Watson and others in Alfred set out to buy new bells from Belgium bell-makers, said Buckwalter. They entrusted much of the overseas legwork to Charlotte Greene, a wealthy Boston woman who traveled frequently to Europe and knew Jef Denijn, a world-famous Belgian carillonneur. Greene put Alfred in contact with Denijn and Omar Michaux, a business partner of Belgian bell-maker Marcel Michiels who, Lehr concludes, swindled the Americans.

Michiels offered to sell the Alfred group old bells that he had acquired, including 18 bells cast in 1674 by Pieter Hemony, whose name is revered in the carillon world. "The Hemony name is akin to the Stradivarius name in violins," said Buckwalter.

The old bells would cost twice as much as new ones, but Greene urged the Alfred group to take this rare opportunity to acquire a piece of Old World history. Michiels said it would take some time to retrieve the Hemony bells from various locations. In fact, Lehr asserts, Michiels was buying time while he cast counterfeits.

The Hemony bells are obvious fakes, "sloppy" imitations, said Lehr. They were poorly tuned and their ornamental features crudely executed.

The shipment to Alfred University included the fake Hemony bells as well as 16 bells that Michiels said were made in 1737 by another respected Dutch bell-maker, Joris Dumery. But there is now doubt about the authenticity of some of those bells as well, said Buckwalter.

How did Michiels get away with it? Why didn’t the respected Denijn, the Alfred group’s overseas ears and eyes, see what was happening? After all, he saw and heard the bells in a demonstration and certified them before they were shipped.

Denijn’s age may have been a factor — he was an elderly man at the time — and there is even speculation that the bells he saw were not the ones sent, said Buckwalter.

And although Watson and others in Alfred raised questions, it would have been awkward to voice them too loudly. The community was giddy with excitement over the acquisition.

"Everyone was pleased and proud and excited. To wonder if the bells were really what they thought they were would have been a pretty hard thing to deal with," said Buckwalter.

Besides, she said, the notion would have seemed preposterous. "Most people, even experts in the carillon world, would have said, ‘Who would cast counterfeit bells?’"
Buckwalter doesn’t think the news will change the community’s affection for the carillon, which rings out across campus several times a week.
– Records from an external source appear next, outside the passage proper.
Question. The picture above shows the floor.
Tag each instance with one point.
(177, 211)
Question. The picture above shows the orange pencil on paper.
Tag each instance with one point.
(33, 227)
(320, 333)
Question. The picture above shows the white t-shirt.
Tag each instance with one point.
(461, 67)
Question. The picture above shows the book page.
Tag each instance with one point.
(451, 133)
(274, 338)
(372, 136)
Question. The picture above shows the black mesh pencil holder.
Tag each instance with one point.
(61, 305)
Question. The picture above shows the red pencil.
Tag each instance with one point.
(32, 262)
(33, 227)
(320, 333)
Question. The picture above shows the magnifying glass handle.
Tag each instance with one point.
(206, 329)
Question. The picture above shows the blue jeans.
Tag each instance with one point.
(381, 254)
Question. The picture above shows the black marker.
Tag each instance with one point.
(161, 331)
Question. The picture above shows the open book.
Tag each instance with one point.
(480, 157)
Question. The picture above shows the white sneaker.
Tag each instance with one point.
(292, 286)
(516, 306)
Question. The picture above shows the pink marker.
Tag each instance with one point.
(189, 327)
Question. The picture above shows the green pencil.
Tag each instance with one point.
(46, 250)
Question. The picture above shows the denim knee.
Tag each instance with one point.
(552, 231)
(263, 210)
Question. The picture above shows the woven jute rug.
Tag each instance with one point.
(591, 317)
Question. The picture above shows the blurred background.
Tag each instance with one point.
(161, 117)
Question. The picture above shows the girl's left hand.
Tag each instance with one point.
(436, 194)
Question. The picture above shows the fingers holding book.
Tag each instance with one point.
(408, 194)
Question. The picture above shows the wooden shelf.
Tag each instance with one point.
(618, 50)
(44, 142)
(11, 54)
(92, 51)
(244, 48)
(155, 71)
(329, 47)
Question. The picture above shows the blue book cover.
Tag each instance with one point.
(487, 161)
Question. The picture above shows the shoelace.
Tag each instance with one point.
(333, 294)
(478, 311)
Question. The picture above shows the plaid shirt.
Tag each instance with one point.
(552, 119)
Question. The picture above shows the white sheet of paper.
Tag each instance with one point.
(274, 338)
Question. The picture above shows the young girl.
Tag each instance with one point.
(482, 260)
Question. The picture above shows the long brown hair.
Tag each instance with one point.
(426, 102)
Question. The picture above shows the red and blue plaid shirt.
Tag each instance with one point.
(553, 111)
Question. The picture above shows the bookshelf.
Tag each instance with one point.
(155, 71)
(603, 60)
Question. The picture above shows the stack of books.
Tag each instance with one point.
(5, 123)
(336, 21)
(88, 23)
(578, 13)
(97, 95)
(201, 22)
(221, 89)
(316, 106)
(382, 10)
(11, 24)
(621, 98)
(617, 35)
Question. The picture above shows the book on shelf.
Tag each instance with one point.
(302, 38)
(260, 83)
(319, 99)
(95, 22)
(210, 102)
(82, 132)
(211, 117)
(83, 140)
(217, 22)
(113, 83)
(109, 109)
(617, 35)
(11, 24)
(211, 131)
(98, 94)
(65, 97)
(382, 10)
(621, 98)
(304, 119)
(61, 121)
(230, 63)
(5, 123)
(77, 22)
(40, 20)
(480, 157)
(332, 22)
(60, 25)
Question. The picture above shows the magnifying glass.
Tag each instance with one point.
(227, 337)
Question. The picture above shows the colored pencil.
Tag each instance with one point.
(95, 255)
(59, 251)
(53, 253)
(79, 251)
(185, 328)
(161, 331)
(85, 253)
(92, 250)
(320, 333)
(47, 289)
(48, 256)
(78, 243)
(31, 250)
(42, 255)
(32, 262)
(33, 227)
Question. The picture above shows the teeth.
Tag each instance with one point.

"To people who remember it as part of their college experience, who associate the sound of the carillon with being in Alfred, I don’t think it will make any difference," she said.

What’s more, it now allows her to replace about 12 bells that have poor ringing quality, but were held onto because of their perceived antiquity. Buckwalter has already received a cash gift to replace one bell and will look for donations to replace the others.

She is not sure what will happen to the bells that are removed, noting they might be suitable as church bells or might be of interest to a museum.